Desarrollo técnico: navegación y gestión de datos ⛵
La regata implica un despliegue logístico notable. Los barcos participantes, desde TP52 hasta cruceros, emplean sistemas de posicionamiento satelital y software de navegación avanzada para optimizar rutas en tiempo real. La organización utiliza plataformas de seguimiento en vivo que procesan datos de viento, corriente y velocidad, ofreciendo métricas precisas a los equipos. Este flujo de información permite ajustar tácticas durante las mangas. A nivel técnico, la gestión de estos datos requiere servidores robustos y conectividad estable en alta mar, un reto que se resuelve con antenas y repetidores en puntos estratégicos de la bahía.
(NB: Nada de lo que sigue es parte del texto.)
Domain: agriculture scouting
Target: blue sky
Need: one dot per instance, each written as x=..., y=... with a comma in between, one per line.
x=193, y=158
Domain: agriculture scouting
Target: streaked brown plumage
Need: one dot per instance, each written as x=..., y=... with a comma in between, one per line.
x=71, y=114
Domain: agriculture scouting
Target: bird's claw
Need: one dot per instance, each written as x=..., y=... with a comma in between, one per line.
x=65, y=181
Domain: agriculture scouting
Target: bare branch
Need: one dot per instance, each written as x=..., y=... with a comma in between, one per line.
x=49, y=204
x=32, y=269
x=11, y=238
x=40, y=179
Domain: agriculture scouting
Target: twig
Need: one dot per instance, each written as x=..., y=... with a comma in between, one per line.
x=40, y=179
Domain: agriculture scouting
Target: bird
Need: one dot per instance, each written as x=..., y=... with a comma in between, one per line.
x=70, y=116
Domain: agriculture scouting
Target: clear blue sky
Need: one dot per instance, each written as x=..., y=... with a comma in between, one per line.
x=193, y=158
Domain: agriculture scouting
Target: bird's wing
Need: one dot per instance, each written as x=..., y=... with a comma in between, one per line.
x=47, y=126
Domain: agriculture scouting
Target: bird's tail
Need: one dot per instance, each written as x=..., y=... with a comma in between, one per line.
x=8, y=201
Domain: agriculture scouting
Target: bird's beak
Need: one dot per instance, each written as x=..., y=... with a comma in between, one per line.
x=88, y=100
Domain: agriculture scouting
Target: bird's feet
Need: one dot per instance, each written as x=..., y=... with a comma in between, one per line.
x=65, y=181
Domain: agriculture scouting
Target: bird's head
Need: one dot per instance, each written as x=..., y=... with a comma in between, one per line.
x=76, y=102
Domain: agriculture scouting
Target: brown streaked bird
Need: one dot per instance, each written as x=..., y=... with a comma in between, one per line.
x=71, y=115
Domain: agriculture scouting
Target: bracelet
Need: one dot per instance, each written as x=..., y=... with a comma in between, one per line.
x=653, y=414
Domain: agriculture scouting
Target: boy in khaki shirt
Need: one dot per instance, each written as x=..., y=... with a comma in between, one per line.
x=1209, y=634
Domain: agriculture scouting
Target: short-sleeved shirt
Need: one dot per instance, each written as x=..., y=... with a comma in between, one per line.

La regata que hace más ricos a los hoteleros (y a los veleros) 💰
El anuncio de la renovación ha sido recibido con alivio por los hoteleros de la zona, que ya calculan cuánto subirán los precios de las habitaciones durante la semana de la competición. Los restaurantes, por su parte, preparan menús especiales con nombres náuticos como sopa de mástil o merluza a la deriva, aunque el plato estrella seguirá siendo la cuenta al final de la cena. Mientras tanto, los patrones de los barcos fingen que les preocupa más el viento que el coste del amarre. Al fin y al cabo, lo importante es que la economía local siga navegando, aunque sea a golpe de tarjeta de crédito.